Use the command "sudo iptables-save -c" to output the iptables config along with counters to see how many hits each entry has had. Make sure the counters count the expected numbers of hits as you perform testing.

Use the command "sudo tcpdump -i eth0" to see packets going through eth0 as you are testing. Check addresses etc. on the packets as you are testing.
TyIzaeL
October 15th, 2012, 03:08 PM
Firstly, I am not sure that the ping will be natted by the MASQUERADE, so the server may be trying to respond to 172.29.0.1 via the internet.
I did some testing, and I discovered that a connected VPN client can ping the eth0 interface, it's just that the server can't ping its eth0 interface from tun0. I can see the echos going through tun0 with tcpdump when the client pings eth0, but I see nothing when I try to ping from tun0 directly. I've done some more testing, and it appears my VPN has been working just fine. I think my testing method was flawed.

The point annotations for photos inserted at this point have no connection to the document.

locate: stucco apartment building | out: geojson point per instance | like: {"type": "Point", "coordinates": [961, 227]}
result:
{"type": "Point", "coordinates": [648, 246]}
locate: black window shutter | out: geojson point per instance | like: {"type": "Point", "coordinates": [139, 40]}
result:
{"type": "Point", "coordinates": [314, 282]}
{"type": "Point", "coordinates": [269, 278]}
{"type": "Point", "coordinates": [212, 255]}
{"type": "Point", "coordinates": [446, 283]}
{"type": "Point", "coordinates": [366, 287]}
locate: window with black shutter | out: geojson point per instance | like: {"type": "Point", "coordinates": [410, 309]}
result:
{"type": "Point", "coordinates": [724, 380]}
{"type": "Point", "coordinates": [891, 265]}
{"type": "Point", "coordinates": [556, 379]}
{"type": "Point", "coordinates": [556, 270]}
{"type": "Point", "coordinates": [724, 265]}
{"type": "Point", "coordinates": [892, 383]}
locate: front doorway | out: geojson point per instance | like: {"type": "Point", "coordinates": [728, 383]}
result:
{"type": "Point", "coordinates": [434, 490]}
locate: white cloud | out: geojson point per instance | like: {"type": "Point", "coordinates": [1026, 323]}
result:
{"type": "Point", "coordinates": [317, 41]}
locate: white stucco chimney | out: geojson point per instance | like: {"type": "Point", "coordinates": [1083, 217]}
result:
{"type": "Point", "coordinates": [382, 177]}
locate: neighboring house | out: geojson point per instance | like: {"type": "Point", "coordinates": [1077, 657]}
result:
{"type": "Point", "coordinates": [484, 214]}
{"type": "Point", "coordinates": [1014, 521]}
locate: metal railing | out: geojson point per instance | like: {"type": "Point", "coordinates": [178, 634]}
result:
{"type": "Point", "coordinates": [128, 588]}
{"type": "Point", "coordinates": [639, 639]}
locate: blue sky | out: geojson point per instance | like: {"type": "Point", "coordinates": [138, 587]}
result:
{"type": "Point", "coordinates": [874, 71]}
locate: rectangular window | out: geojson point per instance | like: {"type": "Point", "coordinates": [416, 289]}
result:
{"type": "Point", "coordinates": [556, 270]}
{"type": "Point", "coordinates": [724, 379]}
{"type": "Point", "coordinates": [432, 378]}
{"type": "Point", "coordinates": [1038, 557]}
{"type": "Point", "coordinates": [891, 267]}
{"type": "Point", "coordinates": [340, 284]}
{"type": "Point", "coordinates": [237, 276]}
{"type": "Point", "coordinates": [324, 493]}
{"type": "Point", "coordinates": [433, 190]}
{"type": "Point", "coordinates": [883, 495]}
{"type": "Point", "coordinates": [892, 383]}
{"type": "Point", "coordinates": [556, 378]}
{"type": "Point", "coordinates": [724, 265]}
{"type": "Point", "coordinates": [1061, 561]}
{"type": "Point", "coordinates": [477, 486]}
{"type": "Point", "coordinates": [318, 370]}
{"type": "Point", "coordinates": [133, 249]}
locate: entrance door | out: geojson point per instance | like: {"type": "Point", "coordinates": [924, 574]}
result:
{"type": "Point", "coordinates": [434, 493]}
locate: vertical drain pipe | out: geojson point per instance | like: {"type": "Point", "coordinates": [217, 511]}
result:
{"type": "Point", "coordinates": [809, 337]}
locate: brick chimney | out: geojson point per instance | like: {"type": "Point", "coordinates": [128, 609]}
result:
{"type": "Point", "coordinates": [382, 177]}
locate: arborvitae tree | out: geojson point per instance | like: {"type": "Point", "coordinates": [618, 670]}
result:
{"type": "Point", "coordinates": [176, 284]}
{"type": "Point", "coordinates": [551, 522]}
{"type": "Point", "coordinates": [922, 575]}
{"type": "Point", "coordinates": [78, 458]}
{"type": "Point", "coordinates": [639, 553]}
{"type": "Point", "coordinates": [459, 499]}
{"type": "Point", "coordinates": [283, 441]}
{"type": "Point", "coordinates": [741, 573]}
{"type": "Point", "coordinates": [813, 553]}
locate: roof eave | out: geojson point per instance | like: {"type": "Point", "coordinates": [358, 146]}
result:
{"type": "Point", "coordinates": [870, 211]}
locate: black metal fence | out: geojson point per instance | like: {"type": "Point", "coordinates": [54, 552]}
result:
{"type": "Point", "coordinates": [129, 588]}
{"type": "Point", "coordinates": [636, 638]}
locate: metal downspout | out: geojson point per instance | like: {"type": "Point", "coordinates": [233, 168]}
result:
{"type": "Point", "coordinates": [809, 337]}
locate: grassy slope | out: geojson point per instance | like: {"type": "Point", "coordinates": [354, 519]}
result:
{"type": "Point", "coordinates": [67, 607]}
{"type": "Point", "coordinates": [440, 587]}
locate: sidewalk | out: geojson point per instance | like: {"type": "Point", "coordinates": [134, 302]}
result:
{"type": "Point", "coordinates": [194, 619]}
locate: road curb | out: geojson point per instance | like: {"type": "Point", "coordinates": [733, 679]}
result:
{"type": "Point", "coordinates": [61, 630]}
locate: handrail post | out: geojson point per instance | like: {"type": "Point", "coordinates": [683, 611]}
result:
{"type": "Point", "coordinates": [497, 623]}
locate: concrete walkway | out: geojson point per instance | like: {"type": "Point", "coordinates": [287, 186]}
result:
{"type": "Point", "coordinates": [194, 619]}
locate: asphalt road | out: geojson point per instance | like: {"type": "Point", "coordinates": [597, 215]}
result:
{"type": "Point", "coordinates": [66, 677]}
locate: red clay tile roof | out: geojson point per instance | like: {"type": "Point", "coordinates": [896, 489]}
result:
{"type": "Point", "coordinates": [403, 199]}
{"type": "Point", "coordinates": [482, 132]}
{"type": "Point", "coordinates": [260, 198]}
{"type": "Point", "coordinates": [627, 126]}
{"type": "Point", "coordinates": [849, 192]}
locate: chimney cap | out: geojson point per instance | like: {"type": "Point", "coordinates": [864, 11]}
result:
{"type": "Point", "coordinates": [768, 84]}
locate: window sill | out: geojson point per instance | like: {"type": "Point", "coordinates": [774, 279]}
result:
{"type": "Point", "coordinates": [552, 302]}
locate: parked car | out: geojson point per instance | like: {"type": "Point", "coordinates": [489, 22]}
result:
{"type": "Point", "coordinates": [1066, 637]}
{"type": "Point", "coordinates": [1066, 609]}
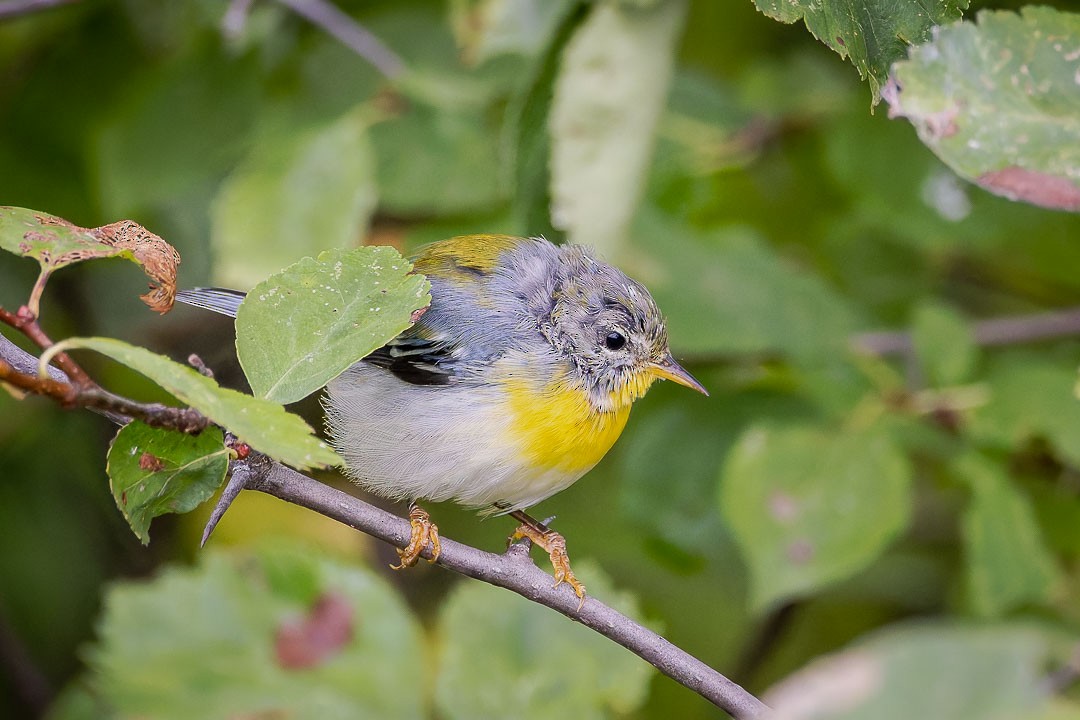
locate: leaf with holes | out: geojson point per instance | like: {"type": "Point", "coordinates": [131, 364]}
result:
{"type": "Point", "coordinates": [265, 425]}
{"type": "Point", "coordinates": [998, 103]}
{"type": "Point", "coordinates": [55, 243]}
{"type": "Point", "coordinates": [153, 472]}
{"type": "Point", "coordinates": [872, 34]}
{"type": "Point", "coordinates": [323, 315]}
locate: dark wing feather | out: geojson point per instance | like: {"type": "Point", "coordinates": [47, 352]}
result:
{"type": "Point", "coordinates": [416, 360]}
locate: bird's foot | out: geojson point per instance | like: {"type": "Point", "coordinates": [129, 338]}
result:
{"type": "Point", "coordinates": [423, 531]}
{"type": "Point", "coordinates": [555, 546]}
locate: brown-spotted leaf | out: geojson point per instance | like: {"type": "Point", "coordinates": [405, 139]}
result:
{"type": "Point", "coordinates": [55, 243]}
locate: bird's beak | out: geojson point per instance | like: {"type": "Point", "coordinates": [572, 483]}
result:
{"type": "Point", "coordinates": [669, 369]}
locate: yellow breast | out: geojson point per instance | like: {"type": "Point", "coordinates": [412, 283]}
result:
{"type": "Point", "coordinates": [557, 428]}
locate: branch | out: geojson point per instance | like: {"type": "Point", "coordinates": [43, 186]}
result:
{"type": "Point", "coordinates": [513, 570]}
{"type": "Point", "coordinates": [16, 8]}
{"type": "Point", "coordinates": [19, 369]}
{"type": "Point", "coordinates": [331, 19]}
{"type": "Point", "coordinates": [1007, 330]}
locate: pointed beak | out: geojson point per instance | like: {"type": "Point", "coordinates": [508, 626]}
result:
{"type": "Point", "coordinates": [669, 369]}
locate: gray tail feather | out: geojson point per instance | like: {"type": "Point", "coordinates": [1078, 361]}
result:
{"type": "Point", "coordinates": [218, 299]}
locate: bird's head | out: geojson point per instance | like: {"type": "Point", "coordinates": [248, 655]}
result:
{"type": "Point", "coordinates": [611, 330]}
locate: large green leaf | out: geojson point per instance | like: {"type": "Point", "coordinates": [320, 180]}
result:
{"type": "Point", "coordinates": [265, 425]}
{"type": "Point", "coordinates": [1007, 558]}
{"type": "Point", "coordinates": [872, 34]}
{"type": "Point", "coordinates": [153, 472]}
{"type": "Point", "coordinates": [927, 671]}
{"type": "Point", "coordinates": [285, 633]}
{"type": "Point", "coordinates": [500, 651]}
{"type": "Point", "coordinates": [609, 95]}
{"type": "Point", "coordinates": [998, 103]}
{"type": "Point", "coordinates": [292, 197]}
{"type": "Point", "coordinates": [809, 506]}
{"type": "Point", "coordinates": [1030, 398]}
{"type": "Point", "coordinates": [322, 316]}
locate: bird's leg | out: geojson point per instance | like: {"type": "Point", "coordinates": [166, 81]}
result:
{"type": "Point", "coordinates": [423, 531]}
{"type": "Point", "coordinates": [554, 544]}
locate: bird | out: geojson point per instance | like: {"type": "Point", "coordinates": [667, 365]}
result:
{"type": "Point", "coordinates": [513, 383]}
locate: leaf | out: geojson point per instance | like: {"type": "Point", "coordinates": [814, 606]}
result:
{"type": "Point", "coordinates": [609, 95]}
{"type": "Point", "coordinates": [265, 425]}
{"type": "Point", "coordinates": [527, 130]}
{"type": "Point", "coordinates": [205, 642]}
{"type": "Point", "coordinates": [453, 164]}
{"type": "Point", "coordinates": [872, 34]}
{"type": "Point", "coordinates": [727, 291]}
{"type": "Point", "coordinates": [294, 195]}
{"type": "Point", "coordinates": [931, 671]}
{"type": "Point", "coordinates": [55, 243]}
{"type": "Point", "coordinates": [153, 472]}
{"type": "Point", "coordinates": [1008, 562]}
{"type": "Point", "coordinates": [1029, 398]}
{"type": "Point", "coordinates": [944, 344]}
{"type": "Point", "coordinates": [998, 103]}
{"type": "Point", "coordinates": [500, 651]}
{"type": "Point", "coordinates": [324, 315]}
{"type": "Point", "coordinates": [809, 507]}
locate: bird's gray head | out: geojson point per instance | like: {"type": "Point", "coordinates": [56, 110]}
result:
{"type": "Point", "coordinates": [611, 330]}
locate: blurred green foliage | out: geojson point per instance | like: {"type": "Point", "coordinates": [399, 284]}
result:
{"type": "Point", "coordinates": [775, 218]}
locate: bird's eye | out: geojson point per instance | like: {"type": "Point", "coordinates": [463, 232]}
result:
{"type": "Point", "coordinates": [615, 340]}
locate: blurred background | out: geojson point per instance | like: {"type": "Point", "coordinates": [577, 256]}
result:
{"type": "Point", "coordinates": [822, 496]}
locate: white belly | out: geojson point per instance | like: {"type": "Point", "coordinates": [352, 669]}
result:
{"type": "Point", "coordinates": [432, 443]}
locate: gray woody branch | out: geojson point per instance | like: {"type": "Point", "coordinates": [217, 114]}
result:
{"type": "Point", "coordinates": [512, 570]}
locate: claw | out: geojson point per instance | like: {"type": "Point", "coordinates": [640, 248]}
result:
{"type": "Point", "coordinates": [422, 531]}
{"type": "Point", "coordinates": [555, 545]}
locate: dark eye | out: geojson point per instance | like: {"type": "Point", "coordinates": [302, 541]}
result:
{"type": "Point", "coordinates": [615, 340]}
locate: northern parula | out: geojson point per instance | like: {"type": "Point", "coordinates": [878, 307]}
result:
{"type": "Point", "coordinates": [513, 384]}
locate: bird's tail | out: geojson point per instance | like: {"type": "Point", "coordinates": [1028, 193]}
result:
{"type": "Point", "coordinates": [218, 299]}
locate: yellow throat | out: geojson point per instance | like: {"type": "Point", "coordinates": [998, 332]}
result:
{"type": "Point", "coordinates": [557, 428]}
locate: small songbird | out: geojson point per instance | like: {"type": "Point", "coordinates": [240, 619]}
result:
{"type": "Point", "coordinates": [513, 384]}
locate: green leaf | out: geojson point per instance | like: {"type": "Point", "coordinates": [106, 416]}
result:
{"type": "Point", "coordinates": [872, 34]}
{"type": "Point", "coordinates": [1007, 557]}
{"type": "Point", "coordinates": [55, 243]}
{"type": "Point", "coordinates": [1029, 398]}
{"type": "Point", "coordinates": [453, 164]}
{"type": "Point", "coordinates": [175, 127]}
{"type": "Point", "coordinates": [610, 92]}
{"type": "Point", "coordinates": [527, 131]}
{"type": "Point", "coordinates": [153, 472]}
{"type": "Point", "coordinates": [944, 344]}
{"type": "Point", "coordinates": [294, 195]}
{"type": "Point", "coordinates": [931, 671]}
{"type": "Point", "coordinates": [500, 651]}
{"type": "Point", "coordinates": [324, 315]}
{"type": "Point", "coordinates": [809, 507]}
{"type": "Point", "coordinates": [997, 102]}
{"type": "Point", "coordinates": [227, 639]}
{"type": "Point", "coordinates": [727, 291]}
{"type": "Point", "coordinates": [265, 425]}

Use the command "sudo tcpdump -i eth0" to see packets going through eth0 as you are testing. Check addresses etc. on the packets as you are testing.
This helped me. For some reason I hadn't thought to use tcpdump to inspect what was going on. Once I did it was apparent traffic was going through the VPN, just that my ping test from one interface to the other was not working.

Thank you for the help. Marking post solved.